BED Place a door on an ordinary hospital bed. On it place two 10 cm foam mattresses covered with mattress ticking. Put soft pillows or foam rubber cushions between the patient’s legs and under his back.

If you have only a hard mattress, pad the pressure points with cotton wool, gauze, or pieces of fleece. Keep them in place with adhesive strapping, but watch these pads carefully. Don’t allow them to become creased.
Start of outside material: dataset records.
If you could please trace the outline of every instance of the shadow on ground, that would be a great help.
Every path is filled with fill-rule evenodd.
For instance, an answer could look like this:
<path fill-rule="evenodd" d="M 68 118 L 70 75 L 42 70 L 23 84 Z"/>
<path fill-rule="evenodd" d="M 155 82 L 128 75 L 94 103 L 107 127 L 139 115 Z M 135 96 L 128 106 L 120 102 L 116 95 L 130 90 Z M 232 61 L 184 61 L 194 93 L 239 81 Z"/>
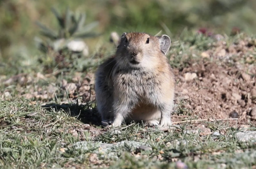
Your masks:
<path fill-rule="evenodd" d="M 59 111 L 64 110 L 71 116 L 76 117 L 77 119 L 85 124 L 100 125 L 101 124 L 101 115 L 95 108 L 90 107 L 88 104 L 79 105 L 78 104 L 48 104 L 42 107 L 48 111 Z"/>

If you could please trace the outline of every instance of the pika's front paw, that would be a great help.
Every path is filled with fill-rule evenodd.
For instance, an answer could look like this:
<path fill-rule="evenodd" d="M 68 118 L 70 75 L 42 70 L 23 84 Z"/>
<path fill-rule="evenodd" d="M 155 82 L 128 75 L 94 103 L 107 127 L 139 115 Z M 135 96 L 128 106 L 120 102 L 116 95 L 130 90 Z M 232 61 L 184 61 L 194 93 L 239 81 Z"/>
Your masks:
<path fill-rule="evenodd" d="M 172 125 L 172 122 L 170 119 L 161 120 L 160 121 L 160 127 L 170 126 Z"/>
<path fill-rule="evenodd" d="M 111 120 L 105 120 L 101 121 L 101 125 L 105 127 L 111 125 L 112 122 Z"/>
<path fill-rule="evenodd" d="M 114 127 L 119 127 L 121 125 L 121 120 L 118 120 L 117 119 L 115 119 L 112 123 L 112 126 L 113 126 Z"/>
<path fill-rule="evenodd" d="M 146 126 L 158 125 L 159 125 L 159 121 L 156 120 L 149 120 L 145 122 L 145 125 Z"/>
Remove them at least once a day and check the skin under them.

Try to keep the patient’s bottom sheet tight, dry, and free from creases, crumbs, and bits of food.

If his heels show any sign of pressure sores, put a pad under his ankles, or a ring pad around his heels.

PRESSURE POINTS Don’t pad pressure points—pad round them. Watch the skin over his sacrum, his iliac crests, his hips, the sides of his knees, his heels, and his malleoli, and his penis if a condom catheter is applied.

INCIPIENT SORES The first sign of a sore is redness of the skin. Treat any red areas by careful massage and then apply one of these solutions: (1) soap and water followed by careful drying and powder, (2) hypochlorite(’Eusol’), (3) borax in spirit, (4) 1% formaldehyde.

ESTABLISHED SORES Keep pressure off a sore until it has healed. Try to keep it clean. Use saline dressings or paraffin gauze. Honey and the fruit of the papaya (paw-paw) have also been used successfully. Small sores may heal slowly, if you keep them clean and protected.

If a skin lesion is obviously necrotic, toilet it and remove the necrotic tissue. You may find a much larger lesion under the surface. Large sores may need transposition, rotation, or myocutaneous flaps.

Keep the patient’s haemoglobin above 12 g/dl.